Festival Music

Sharon Van Etten

Leith Theatre

Neil Cooper

Four stars

When Sharon Van Etten plays a solo version of Sunshine on Leith mid-way through a set that mixes up the martial electronica of her recent Remind Me Tomorrow album with bar-room indie-rock confessionals, The Proclaimers’ anthemic lament prompts a mixture of noisy surprise, sing-a-long rapture and at least one grown man shedding a tear.

Van Etten says that when she first heard the song growing up in New Jersey, it changed her life. Given the raw truth of pretty much everything she’s ever sung, there’s no reason to disbelieve this most honest of artists. She’d entered in darkness, her voice at odds with the brooding fizz of the opening Jupiter 4 and the industrial sturm und drang of Comeback Kid and No One’s Easy to Love. Only when she strapped on a red guitar for One Day from her 2010 Epic album were her roots made apparent.

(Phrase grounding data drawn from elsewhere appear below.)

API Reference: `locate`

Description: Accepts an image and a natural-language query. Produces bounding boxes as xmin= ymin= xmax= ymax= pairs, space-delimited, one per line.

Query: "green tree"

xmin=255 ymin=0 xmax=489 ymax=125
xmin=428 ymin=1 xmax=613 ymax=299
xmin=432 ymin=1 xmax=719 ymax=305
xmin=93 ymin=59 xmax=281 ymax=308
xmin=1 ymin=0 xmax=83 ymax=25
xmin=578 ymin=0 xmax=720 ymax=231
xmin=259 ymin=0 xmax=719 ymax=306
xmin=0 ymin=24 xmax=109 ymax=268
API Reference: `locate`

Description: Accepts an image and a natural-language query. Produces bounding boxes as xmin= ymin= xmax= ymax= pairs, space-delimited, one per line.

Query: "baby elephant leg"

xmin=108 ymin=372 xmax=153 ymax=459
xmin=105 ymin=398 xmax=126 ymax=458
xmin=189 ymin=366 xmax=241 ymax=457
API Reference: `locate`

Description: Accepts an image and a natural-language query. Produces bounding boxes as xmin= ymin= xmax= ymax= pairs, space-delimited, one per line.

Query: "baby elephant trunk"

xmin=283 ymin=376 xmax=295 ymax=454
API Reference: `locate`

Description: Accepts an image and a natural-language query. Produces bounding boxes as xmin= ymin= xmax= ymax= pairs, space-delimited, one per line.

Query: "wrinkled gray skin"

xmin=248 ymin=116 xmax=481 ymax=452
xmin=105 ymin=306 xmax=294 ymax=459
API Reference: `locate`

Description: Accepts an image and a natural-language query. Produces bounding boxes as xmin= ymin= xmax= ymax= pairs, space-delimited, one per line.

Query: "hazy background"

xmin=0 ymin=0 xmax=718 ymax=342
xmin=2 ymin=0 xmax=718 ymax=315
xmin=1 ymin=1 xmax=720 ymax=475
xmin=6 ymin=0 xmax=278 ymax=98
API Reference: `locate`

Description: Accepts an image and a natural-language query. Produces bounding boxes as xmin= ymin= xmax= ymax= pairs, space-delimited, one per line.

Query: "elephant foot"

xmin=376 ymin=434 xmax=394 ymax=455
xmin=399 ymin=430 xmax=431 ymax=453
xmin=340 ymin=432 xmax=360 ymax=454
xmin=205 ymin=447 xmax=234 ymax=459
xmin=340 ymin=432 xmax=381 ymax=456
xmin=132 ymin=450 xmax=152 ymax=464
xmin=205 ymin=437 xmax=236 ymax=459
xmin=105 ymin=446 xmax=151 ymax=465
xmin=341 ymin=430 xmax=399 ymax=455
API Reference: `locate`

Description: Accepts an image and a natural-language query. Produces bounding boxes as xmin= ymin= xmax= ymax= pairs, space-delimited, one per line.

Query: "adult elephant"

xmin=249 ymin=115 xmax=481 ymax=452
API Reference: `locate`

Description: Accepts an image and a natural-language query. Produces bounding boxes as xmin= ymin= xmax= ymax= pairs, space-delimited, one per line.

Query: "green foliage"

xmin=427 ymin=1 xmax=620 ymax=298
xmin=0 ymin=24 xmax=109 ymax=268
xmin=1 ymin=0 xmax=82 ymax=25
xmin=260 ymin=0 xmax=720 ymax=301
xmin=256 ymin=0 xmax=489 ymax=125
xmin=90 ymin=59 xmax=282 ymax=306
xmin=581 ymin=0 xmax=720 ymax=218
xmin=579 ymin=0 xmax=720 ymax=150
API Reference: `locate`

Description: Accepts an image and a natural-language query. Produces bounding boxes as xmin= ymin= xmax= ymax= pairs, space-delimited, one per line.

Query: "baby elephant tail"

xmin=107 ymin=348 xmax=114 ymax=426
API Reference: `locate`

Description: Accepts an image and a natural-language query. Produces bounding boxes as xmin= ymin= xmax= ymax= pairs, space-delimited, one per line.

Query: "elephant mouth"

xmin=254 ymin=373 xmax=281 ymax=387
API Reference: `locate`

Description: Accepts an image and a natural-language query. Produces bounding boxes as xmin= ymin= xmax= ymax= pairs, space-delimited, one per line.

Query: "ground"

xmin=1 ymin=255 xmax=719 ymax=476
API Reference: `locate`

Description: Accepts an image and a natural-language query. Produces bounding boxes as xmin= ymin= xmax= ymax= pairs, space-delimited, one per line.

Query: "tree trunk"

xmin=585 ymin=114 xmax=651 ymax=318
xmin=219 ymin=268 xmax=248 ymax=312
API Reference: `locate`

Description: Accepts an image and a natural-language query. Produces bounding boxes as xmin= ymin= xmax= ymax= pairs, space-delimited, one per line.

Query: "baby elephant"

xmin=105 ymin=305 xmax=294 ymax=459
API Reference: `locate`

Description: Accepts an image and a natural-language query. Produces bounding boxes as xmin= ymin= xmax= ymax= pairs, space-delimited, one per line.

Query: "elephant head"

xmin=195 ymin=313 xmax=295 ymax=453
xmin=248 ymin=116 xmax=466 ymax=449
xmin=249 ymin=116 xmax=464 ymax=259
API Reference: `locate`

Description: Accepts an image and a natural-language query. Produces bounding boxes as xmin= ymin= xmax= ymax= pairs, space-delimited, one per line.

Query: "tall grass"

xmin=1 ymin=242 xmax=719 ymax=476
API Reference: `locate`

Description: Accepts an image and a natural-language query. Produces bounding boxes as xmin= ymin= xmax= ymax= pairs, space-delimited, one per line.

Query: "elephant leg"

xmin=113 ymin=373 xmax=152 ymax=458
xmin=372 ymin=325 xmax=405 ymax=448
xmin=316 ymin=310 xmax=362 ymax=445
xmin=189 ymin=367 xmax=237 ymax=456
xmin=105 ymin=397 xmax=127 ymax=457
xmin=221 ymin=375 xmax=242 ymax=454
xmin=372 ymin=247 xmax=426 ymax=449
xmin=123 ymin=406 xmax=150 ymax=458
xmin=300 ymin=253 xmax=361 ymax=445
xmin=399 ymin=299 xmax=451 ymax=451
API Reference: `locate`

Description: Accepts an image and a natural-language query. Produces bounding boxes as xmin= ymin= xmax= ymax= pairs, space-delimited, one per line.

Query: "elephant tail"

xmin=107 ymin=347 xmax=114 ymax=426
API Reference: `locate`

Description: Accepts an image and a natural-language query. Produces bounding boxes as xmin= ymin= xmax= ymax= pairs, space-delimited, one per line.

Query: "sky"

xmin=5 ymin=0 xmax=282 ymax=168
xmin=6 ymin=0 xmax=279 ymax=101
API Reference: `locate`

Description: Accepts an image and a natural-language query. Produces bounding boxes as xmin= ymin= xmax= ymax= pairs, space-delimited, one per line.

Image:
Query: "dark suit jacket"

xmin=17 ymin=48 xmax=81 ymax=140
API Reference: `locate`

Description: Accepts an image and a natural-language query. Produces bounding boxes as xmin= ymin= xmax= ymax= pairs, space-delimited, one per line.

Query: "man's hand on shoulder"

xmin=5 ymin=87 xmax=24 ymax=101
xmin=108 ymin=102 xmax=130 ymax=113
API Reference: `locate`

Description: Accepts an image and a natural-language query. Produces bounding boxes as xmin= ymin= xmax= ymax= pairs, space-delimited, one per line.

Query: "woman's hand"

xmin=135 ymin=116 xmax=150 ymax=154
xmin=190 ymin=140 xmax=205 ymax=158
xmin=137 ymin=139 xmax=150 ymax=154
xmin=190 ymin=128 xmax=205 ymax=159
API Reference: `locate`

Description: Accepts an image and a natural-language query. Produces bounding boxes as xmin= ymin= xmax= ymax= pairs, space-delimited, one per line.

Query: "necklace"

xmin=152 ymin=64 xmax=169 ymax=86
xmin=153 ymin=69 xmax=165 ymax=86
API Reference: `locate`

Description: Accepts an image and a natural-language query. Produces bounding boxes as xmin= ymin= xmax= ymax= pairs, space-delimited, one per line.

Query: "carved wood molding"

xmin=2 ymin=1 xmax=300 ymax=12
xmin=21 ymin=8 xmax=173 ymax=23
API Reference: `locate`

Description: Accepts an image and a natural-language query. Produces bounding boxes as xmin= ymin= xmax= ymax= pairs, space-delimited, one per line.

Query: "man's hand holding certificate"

Epic is a title which seemed to predict where Van Etten is at now. A slight but powerful presence, Van Etten has come through the mill enough to buy birthday cake for her tour manager in Mimi’s Bakehouse and perform with an all-embracing sense of self-possessed strength. This is driven by Devin Hoff’s meaty bass, the thwack of Jorge Balbi’s drums and twin synths of Charley Damski and Heather Woods Broderick. Van Etten is bathed in blue light for the slow drawl of Tarifa, shares lovely harmonies with Broderick on All I Can and claws the air inbetween rippling her other hand through mini tubular bells during Memorial Day.

“As angry as we sound, we are so happy,” says Van Etten after Broderick’s FX wigout on Malibu segues into the thunder of Hands prior to that Proclaimers moment. If the Springsteenesque wisdom and experience of Seventeen, the tortured self-awareness of Every Time the Sun Comes Up and the simple plea of Stay sound like purging, the beautiful intimacy of I Told You Everything ends the night with pure heart and soul redemption.